The story concerned a man (Perkins) being released from an asylum into the care of his sister. Suffering from a case of hysterical blindness after a recent trauma, he hears voices and suspects a mysterious man is tormenting him. Is someone trying to send him back to the asylum? Or are more deadly plans being hatched?


Perkins led a strong cast that included Julie Harris as his estranged sister. The executive producer was Aaron Spelling, soon to be the king of prime time TV, while the music was by Laurence Rosenthal, a two-time Oscar nominee and one of the most highly regarded composers of the time. The producing-directing duties were taken on by the duo of George Edwards and Curtis Harrington. They'd been responsible for a variety of thrillers over the years, both together and separately, including such gems as Night Tide (1961) Queen of Blood (1966) and Games (1967). The teleplay was by Farrell, who had followed Baby Jane with Hush…Hush, Sweet Charlotte (1964), more novels, and a German TV production of Allan called Horror (1969). This was as much talent as had ever been assembled for a 12-day production.


In the movie, Perkins wore specially-made contact lenses to approximate Allan’s blindness. What is most startling, though, is that the boyish Perkins seems like an adult. Just two years earlier in Pretty Poison, he still looked a bit callow at 36. As Allan, there’s a weariness to Perkins. No longer the nervous mama’s boy of Psycho, he plays Allan as a mature man with gravitas.

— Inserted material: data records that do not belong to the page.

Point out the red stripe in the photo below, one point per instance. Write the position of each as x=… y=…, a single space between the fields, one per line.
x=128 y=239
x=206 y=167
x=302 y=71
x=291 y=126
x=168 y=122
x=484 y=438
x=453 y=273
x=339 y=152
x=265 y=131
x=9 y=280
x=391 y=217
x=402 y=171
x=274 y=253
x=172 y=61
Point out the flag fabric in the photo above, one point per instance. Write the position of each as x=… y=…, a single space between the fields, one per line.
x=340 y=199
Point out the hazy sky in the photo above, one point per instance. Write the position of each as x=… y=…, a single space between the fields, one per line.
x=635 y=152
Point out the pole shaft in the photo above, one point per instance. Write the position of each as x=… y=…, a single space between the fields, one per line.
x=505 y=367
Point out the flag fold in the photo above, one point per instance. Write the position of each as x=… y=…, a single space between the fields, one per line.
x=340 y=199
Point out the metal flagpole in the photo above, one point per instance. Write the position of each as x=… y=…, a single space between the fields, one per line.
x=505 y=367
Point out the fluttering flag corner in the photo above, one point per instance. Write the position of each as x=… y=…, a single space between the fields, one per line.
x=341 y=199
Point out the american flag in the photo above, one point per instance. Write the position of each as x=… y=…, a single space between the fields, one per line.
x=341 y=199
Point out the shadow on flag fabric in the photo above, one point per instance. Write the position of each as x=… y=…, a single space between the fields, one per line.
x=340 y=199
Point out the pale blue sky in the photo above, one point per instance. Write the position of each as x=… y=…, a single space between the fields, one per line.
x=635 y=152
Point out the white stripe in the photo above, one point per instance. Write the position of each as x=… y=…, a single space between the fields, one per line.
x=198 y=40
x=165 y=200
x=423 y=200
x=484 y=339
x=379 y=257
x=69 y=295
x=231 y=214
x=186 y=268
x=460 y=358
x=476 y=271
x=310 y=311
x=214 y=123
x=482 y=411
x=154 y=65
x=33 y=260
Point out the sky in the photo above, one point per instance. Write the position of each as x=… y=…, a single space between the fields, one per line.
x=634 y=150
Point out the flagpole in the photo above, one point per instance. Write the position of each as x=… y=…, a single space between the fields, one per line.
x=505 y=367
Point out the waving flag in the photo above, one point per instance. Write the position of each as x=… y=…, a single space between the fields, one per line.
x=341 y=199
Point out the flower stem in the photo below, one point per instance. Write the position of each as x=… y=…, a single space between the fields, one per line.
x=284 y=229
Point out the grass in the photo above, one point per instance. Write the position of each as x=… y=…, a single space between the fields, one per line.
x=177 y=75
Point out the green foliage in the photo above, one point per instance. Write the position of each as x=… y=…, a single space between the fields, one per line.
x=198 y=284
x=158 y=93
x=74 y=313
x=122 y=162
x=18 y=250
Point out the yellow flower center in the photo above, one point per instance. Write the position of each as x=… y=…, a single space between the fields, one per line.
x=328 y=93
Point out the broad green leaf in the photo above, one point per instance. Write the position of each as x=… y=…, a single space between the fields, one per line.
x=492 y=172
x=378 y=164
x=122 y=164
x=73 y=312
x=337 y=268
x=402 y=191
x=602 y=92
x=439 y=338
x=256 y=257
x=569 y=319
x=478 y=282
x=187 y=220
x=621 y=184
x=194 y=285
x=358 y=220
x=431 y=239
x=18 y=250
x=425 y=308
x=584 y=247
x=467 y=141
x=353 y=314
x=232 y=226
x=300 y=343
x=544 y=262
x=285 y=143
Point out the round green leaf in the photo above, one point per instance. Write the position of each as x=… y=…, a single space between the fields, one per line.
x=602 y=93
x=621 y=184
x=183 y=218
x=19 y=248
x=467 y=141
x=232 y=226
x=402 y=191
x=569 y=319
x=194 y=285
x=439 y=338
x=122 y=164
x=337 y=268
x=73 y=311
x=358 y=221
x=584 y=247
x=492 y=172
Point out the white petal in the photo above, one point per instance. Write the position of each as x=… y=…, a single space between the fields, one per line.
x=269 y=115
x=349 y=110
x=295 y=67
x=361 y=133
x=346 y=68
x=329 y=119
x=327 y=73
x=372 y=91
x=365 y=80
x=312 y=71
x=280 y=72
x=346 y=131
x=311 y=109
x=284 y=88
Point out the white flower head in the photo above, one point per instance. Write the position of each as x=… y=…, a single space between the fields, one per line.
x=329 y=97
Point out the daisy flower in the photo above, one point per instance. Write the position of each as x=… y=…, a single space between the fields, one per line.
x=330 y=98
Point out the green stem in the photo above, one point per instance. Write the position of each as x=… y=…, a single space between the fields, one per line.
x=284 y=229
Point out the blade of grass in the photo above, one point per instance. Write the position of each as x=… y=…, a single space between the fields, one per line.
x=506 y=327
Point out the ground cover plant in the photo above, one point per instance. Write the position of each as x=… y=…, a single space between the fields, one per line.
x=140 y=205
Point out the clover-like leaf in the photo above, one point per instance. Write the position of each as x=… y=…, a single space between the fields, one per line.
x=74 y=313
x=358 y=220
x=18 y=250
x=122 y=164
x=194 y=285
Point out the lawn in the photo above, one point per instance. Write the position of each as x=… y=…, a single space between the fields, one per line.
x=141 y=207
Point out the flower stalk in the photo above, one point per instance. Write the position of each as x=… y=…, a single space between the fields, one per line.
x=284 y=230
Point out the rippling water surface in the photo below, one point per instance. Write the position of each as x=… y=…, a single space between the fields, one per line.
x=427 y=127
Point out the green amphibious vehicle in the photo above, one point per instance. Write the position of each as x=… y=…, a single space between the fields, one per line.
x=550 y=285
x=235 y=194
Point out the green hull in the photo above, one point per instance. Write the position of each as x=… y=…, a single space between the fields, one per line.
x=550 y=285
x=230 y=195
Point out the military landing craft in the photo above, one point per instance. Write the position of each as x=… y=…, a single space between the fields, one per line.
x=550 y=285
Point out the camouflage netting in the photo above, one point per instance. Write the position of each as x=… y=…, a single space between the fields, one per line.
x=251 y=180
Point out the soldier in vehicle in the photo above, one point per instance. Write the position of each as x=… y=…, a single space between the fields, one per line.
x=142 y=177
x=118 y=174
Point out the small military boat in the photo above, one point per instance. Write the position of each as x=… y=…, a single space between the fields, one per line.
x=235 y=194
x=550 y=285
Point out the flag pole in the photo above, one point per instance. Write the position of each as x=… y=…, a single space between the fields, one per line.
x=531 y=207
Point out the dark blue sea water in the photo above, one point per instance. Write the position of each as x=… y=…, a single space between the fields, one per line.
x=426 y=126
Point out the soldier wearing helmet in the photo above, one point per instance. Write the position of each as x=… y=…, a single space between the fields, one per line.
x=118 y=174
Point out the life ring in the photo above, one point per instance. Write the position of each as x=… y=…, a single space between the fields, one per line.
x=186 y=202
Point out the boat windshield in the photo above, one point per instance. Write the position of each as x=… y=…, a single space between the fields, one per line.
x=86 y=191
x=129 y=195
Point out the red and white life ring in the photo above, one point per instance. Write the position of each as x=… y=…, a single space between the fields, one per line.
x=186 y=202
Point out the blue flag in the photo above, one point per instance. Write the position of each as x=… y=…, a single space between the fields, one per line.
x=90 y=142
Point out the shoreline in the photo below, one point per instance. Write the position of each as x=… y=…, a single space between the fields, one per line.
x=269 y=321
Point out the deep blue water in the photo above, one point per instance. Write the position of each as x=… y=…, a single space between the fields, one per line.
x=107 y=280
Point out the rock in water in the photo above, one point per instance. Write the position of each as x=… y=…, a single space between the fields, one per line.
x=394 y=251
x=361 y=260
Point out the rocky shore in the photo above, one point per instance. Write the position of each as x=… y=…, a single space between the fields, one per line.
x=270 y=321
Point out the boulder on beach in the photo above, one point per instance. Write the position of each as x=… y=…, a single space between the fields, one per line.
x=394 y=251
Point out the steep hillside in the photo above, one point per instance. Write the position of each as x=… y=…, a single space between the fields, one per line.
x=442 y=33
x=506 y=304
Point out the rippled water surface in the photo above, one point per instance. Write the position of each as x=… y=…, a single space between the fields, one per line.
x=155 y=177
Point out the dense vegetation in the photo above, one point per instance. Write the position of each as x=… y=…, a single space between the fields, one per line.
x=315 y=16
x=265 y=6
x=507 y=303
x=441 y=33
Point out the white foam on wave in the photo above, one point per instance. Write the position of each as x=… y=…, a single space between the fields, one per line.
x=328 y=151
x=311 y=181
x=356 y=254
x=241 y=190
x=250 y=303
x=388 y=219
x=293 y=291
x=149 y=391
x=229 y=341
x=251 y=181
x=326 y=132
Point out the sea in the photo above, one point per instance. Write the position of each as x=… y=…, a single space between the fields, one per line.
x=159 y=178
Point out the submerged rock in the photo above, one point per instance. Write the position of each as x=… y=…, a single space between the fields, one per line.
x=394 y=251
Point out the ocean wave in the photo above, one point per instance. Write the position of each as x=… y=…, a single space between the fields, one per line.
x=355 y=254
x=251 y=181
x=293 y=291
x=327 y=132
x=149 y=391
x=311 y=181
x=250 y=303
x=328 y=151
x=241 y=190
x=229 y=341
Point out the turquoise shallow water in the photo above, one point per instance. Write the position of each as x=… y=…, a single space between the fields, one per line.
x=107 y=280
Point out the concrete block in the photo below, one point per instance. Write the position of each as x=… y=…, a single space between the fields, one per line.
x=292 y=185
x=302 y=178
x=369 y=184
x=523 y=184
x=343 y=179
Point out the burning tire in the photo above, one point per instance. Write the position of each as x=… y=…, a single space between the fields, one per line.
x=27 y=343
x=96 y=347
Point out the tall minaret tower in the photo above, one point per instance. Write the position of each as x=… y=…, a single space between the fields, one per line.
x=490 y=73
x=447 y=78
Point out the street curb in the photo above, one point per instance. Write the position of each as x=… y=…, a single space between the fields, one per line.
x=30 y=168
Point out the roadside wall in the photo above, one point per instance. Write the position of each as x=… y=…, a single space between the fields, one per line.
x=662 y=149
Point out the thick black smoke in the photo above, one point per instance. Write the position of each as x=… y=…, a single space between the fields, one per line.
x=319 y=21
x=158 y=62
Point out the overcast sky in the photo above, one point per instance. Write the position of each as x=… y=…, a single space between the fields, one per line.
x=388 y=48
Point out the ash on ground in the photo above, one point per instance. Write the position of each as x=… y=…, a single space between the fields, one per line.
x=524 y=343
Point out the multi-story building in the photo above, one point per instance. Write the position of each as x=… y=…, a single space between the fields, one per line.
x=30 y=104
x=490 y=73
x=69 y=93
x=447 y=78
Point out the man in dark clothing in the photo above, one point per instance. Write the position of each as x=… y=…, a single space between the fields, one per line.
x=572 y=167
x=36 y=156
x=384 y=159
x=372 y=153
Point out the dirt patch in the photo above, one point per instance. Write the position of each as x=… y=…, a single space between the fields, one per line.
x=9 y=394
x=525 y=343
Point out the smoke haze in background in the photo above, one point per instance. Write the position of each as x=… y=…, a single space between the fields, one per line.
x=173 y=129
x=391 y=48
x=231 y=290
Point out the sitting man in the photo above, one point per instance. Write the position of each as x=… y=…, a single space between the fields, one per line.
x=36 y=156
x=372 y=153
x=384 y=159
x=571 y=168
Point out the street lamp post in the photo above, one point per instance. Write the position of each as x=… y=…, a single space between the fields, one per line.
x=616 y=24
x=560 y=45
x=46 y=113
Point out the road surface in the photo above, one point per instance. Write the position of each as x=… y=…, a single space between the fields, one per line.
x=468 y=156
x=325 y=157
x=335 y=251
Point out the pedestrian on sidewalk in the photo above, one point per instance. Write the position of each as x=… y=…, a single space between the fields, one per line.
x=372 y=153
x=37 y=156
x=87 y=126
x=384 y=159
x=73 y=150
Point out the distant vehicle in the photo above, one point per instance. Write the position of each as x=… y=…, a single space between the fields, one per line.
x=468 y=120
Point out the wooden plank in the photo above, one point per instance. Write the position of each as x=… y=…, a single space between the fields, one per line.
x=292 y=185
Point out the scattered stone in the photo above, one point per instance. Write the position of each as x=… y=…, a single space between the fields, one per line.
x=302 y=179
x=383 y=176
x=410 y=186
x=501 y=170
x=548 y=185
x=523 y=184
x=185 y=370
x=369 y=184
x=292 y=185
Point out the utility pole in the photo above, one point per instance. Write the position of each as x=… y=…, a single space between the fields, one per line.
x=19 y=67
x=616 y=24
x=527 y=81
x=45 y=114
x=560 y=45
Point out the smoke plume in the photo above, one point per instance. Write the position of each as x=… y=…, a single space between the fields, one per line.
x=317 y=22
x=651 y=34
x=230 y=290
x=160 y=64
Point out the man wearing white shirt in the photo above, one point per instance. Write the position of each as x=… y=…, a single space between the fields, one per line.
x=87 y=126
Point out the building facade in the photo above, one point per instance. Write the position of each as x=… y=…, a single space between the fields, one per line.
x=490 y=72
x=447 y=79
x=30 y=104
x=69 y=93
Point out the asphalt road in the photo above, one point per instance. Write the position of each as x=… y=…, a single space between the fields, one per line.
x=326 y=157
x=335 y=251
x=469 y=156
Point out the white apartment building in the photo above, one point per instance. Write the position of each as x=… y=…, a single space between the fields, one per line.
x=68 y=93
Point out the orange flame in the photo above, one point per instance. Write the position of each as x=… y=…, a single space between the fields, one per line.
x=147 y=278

As Allan suspects a growing conspiracy against him, Perkins shows a steeliness. Though he is genuinely spooked and vulnerable in the early part of the movie, he eventually realizes he's a target of gaslighting. Perkins may have felt this was a different version of his usual neurotic characters, but Harrington seemed determined to dress this movie up as a distant relative of Psycho, to the point where a viewer can make a game of 'Spot the Psycho motif.'


This doesn’t make How Awful About Allan less entertaining. Visually, it nicely blends the already established TV-movie style with the old Hitchcock classic, and the claustrophobic atmosphere is typical of Harrington’s other movies. Yet we can feel Harrington aping Psycho at every turn. There are moments of Allan on a stairway, or surrounded by his butterfly collection, or gazing into the camera with his most sinister stare, that certainly echo Psycho. How could Harrington resist? No matter if Perkins wanted to break away from the character, he would always look like Norman. In Allan, we can almost see Perkins capitulating. He would not only play Norman in many Psycho sequels, but just before his death at age 60 he was still playing unbalanced types. In one of his last roles, Perkins played a man in love with a manikin. How Awful About Allan is a key moment in Perkins' career. It drove home the fact that he'd never outrun the shadow of Norman Bates.

 

How Awful About Allan is part of Film Masters’ lineup of made for TV classics, a list that includes All the Kind Strangers (1974), The Disappearance of Flight 412 (1974), and The Night They Took Miss Beautiful (1977).